Nutrition

Biodiversité alimentaire menacée : Les Combattants du Bio : Ces gens qui défendent une alimentation saine se mobilisent

Face à l'érosion silencieuse de notre patrimoine alimentaire, un mouvement de fond rassemble aujourd'hui producteurs, associations et simples citoyens autour d'une même urgence : préserver la richesse du vivant dans nos assiettes. Cette mobilisation collective, portée par des structures comme l'ONG Noé, prend une ampleur nouvelle alors que les signaux d'alerte scientifiques se multiplient.

À retenir

  • Un mouvement croissant regroupant producteurs, ONG et citoyens se mobilise pour contrer l'érosion de la biodiversité alimentaire causée par l'agriculture intensive.
  • L'agriculture biologique progresse en nombre d'exploitations, bien que le rythme des nouvelles conversions ralentisse depuis 2021.
  • Des organisations comme l'ONG Noé et la FRB jouent un rôle crucial pour lier la recherche scientifique aux pratiques agroécologiques de terrain.
  • La préservation des semences anciennes et des variétés oubliées est essentielle pour garantir une meilleure résilience face aux maladies et aux changements climatiques.
  • Les circuits courts et la mobilisation citoyenne, via des pétitions et des campagnes de sensibilisation, deviennent des leviers politiques pour exiger des mesures durables.
  • La perte de biodiversité et la pollution aux pesticides menacent non seulement les écosystèmes, mais aussi la santé publique en appauvrissant le microbiote intestinal humain.

Qui sont ces acteurs engagés pour la préservation de notre biodiversité alimentaire ?
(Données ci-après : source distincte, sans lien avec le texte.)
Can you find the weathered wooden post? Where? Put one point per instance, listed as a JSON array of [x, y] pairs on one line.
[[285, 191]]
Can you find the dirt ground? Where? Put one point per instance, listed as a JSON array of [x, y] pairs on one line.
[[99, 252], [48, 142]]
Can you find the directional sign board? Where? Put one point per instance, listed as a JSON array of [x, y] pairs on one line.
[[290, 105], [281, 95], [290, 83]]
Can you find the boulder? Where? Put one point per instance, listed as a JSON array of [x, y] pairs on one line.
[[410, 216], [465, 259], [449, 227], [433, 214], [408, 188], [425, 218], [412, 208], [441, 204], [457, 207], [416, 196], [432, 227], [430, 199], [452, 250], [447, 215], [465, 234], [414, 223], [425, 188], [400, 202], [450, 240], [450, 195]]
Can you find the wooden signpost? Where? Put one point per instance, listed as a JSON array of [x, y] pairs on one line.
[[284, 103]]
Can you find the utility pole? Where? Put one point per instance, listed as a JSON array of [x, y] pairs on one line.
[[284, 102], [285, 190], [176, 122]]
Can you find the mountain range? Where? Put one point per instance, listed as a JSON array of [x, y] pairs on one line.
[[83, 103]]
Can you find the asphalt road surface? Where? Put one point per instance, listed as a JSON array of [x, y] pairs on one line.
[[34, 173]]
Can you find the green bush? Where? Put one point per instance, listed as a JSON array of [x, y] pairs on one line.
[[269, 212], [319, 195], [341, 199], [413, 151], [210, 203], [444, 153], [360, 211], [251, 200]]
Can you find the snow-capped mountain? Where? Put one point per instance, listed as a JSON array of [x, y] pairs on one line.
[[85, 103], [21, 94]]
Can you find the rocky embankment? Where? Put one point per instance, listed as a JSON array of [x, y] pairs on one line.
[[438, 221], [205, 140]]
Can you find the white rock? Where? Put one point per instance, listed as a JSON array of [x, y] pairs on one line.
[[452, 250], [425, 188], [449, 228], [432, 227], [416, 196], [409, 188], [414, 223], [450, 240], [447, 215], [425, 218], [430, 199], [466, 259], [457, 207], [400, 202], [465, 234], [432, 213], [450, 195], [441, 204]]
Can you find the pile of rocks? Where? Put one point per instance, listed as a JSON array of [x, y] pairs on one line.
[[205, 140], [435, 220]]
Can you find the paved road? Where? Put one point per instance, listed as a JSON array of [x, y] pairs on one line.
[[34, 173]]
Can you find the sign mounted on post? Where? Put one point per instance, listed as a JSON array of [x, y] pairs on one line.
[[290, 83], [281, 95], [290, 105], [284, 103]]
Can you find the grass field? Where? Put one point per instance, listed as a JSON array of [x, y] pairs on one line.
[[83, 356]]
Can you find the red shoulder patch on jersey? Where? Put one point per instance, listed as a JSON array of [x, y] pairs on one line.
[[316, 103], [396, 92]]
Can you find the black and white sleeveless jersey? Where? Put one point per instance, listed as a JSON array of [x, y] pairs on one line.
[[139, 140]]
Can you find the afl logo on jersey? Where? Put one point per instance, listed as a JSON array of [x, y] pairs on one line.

Le combat pour une alimentation respectueuse du vivant rassemble des profils très variés, unis par une même conviction. Parmi les organisations les plus actives figure Noé, une ONG de protection de la nature active depuis 2001, qui déploie ses actions à la fois en France et en Afrique. Son travail s'articule autour d'un constat implacable : le modèle agricole intensif a un impact dévastateur sur la biodiversité et la santé publique. Les chiffres parlent d'eux-mêmes puisque 80 pour cent des fruits et 48 pour cent des légumes issus de l'agriculture intensive contiennent des résidus de pesticides, une réalité qui interroge directement notre rapport quotidien à la nourriture.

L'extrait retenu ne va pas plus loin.